With the Vols down 24-20, clinging to one timeout with about 2:15 left, they desperately needed a stop on third-and-2 to have a modicum of hope at winning. After being dominated with a ferocious between-the-tackles rushing attack, which saw the Hogs’ tandem of Alex Collins and Rawleigh Williams III both top the century mark, it was a play designed at getting the Hogs out in space that had the biggest impact at the moment of truth.

(Click here to read why I believed the Hogs’ run game would shine despite the preseason loss of its best running back.)

And it was truly beautiful to see.


This particular play is a variant of the old 90-flip play designed by former St. Louis Rams offensive coordinator Mike Martz back in the Greatest-Show-On-Turf era of the late ’90s/early 2000s. Arkansas OC Dan Enos did a great job, conceptually, of forcing the defense’s hand by bluffing your basic Power play with a pull from the opposite guard (and a lead from the fullback).

It’s been long noted that if you want to be a great play-action team, you must pull your guards. The rest of the line did a great job of sealing the action, and the Hogs were provided the benefit of the unblocked defender, edge defender Corey Vereen, biting with back-side pursuit.
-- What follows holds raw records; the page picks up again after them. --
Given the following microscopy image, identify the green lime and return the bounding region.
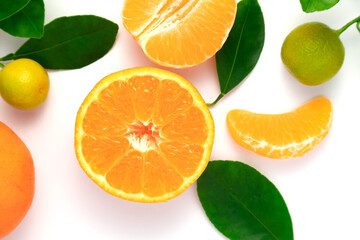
[0,58,50,110]
[281,22,345,85]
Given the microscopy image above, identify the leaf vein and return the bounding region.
[222,3,250,94]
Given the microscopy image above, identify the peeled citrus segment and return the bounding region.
[75,67,214,202]
[122,0,236,68]
[226,97,333,158]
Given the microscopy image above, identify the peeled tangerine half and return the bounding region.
[122,0,236,68]
[226,97,333,158]
[75,67,214,202]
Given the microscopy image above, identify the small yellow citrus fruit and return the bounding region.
[0,58,50,110]
[281,22,345,85]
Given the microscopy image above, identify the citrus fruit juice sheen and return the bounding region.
[75,67,214,202]
[226,97,333,158]
[122,0,237,68]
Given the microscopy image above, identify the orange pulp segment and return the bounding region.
[122,0,237,68]
[226,97,333,159]
[75,67,214,202]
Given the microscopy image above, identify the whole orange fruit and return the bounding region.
[0,122,35,238]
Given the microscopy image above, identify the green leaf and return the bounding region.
[0,0,30,21]
[0,0,45,38]
[300,0,339,13]
[2,15,118,69]
[209,0,265,106]
[197,161,294,240]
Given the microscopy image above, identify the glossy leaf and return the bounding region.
[300,0,339,13]
[1,15,118,69]
[197,161,294,240]
[209,0,265,106]
[0,0,45,38]
[0,0,30,21]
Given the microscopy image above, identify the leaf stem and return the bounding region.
[335,16,360,36]
[206,93,225,107]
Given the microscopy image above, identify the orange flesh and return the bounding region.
[123,0,236,68]
[76,73,209,201]
[227,97,332,158]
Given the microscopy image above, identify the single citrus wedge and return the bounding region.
[75,67,214,202]
[226,97,333,159]
[122,0,237,68]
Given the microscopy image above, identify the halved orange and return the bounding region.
[75,67,214,202]
[122,0,237,68]
[226,97,333,158]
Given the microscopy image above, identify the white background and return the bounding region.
[0,0,360,240]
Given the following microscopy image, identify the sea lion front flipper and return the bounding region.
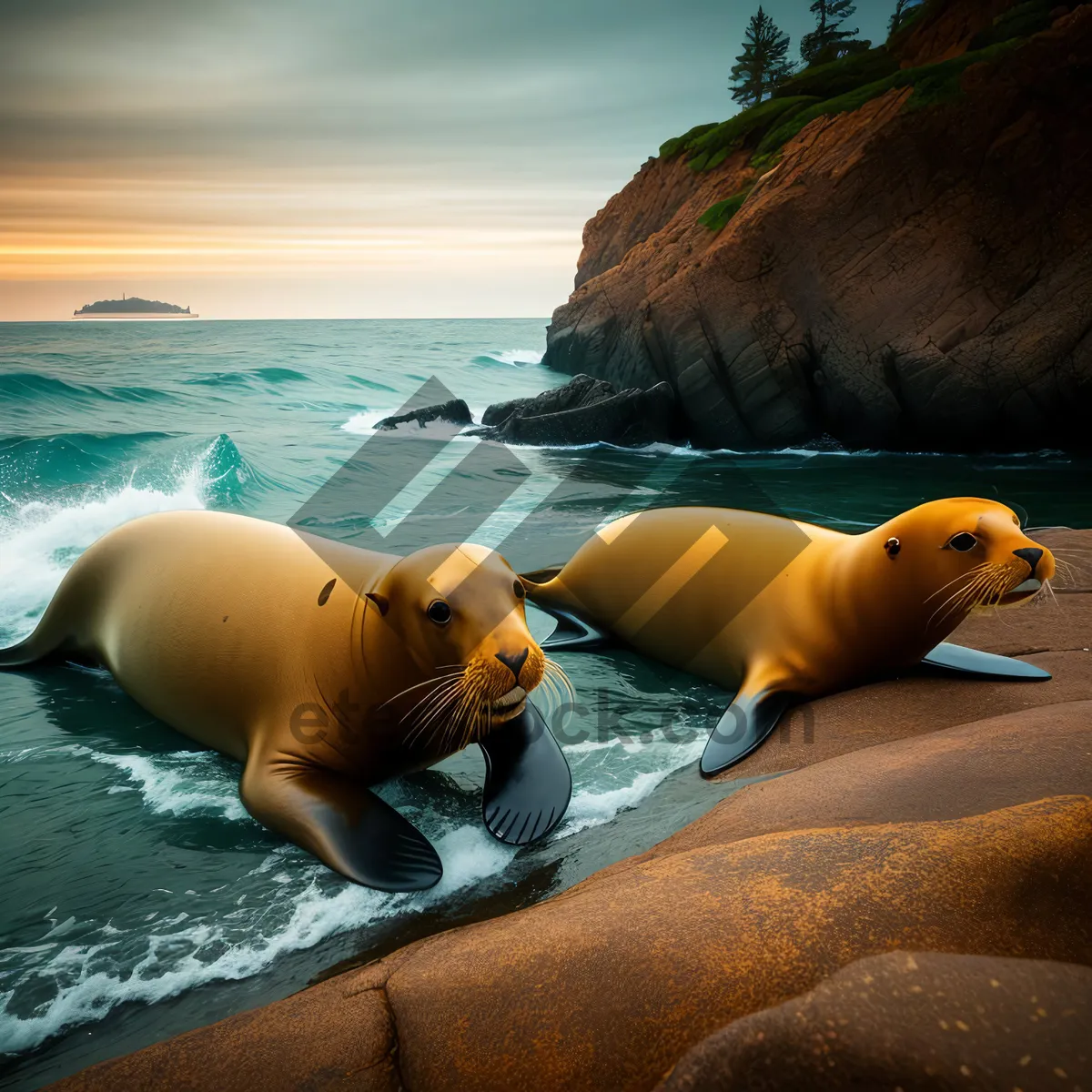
[535,602,612,652]
[701,690,793,777]
[239,755,443,891]
[479,701,572,845]
[922,641,1052,681]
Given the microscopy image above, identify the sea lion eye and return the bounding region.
[427,600,451,626]
[948,531,978,553]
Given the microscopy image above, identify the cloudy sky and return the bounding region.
[0,0,895,320]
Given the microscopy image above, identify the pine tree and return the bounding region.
[731,7,793,106]
[888,0,921,35]
[801,0,857,65]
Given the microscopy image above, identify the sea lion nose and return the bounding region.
[1012,546,1043,577]
[497,649,531,682]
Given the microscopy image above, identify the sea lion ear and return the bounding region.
[365,592,391,618]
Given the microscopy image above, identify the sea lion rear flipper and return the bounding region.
[239,755,443,891]
[479,701,572,845]
[535,604,611,652]
[701,690,793,777]
[922,641,1052,679]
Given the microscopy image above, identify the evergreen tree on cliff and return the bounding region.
[731,7,793,107]
[801,0,857,65]
[888,0,922,34]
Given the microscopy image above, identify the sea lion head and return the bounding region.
[367,542,561,749]
[869,497,1054,629]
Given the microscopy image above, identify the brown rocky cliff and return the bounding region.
[546,0,1092,450]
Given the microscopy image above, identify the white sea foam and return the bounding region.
[89,752,252,821]
[555,738,705,837]
[0,448,212,643]
[0,826,514,1054]
[480,349,544,365]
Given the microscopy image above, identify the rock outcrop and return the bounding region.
[470,376,678,448]
[546,0,1092,451]
[376,399,474,432]
[376,376,681,448]
[49,531,1092,1092]
[660,952,1092,1092]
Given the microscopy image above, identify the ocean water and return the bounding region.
[0,318,1092,1087]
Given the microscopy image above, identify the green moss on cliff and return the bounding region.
[971,0,1057,50]
[660,95,818,170]
[698,186,752,231]
[775,48,899,99]
[755,38,1023,157]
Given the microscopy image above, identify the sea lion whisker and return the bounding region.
[927,570,982,626]
[406,681,462,741]
[925,561,990,602]
[379,673,465,709]
[929,566,996,622]
[397,679,458,724]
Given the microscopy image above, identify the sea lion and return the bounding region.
[521,497,1054,776]
[0,511,571,891]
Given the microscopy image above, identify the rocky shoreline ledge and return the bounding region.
[376,376,682,448]
[545,0,1092,452]
[54,531,1092,1092]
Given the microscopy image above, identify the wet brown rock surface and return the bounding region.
[660,952,1092,1092]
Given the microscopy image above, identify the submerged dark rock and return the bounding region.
[470,376,678,448]
[376,399,474,431]
[481,376,617,425]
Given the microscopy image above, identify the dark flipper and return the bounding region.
[922,642,1050,681]
[535,604,612,652]
[480,701,572,845]
[701,692,794,777]
[239,755,443,891]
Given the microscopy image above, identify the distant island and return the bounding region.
[72,295,198,318]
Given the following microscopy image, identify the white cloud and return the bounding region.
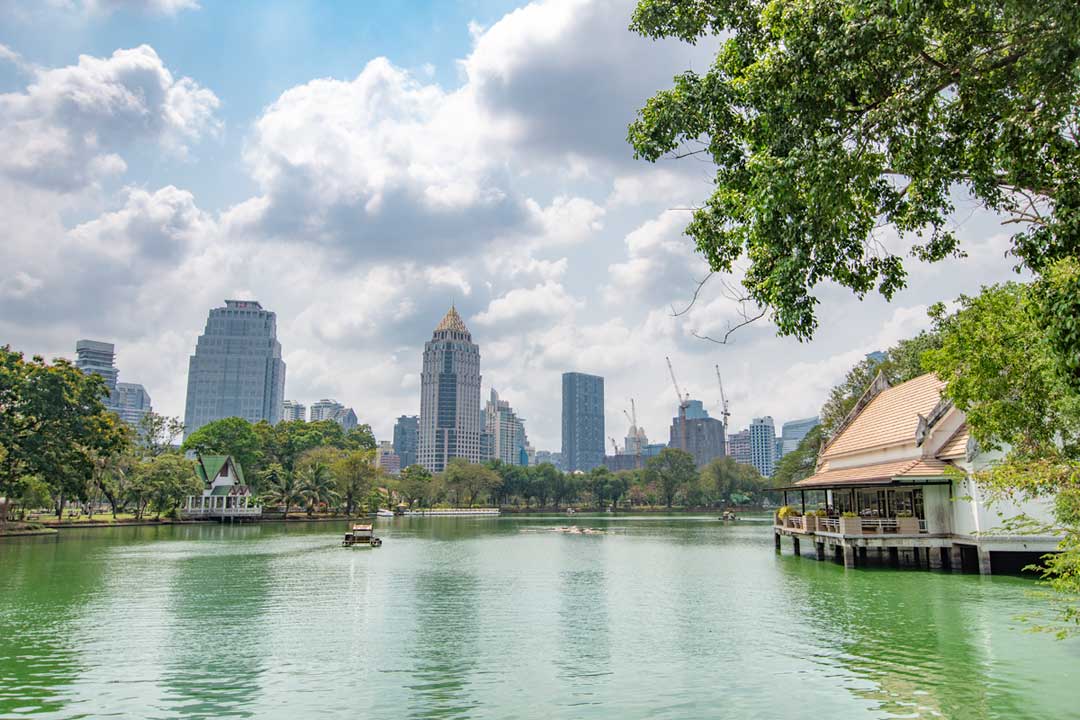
[0,45,220,192]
This left Collins, who originally sold the Power but hit them with a counter step, with only the approaching safety to beat out in space; it looked too easy.

The Toss-Counter is an underused space eater for teams with a vast amount of Power concepts. It was great to see it unleashed at a crucial point in the game as a counter to the inside work.

Now the Hogs receive the chance to make people forget about those earlier losses as they travel to Tuscaloosa to take on the University of Alabama.

I hope to see more timely calls like this one.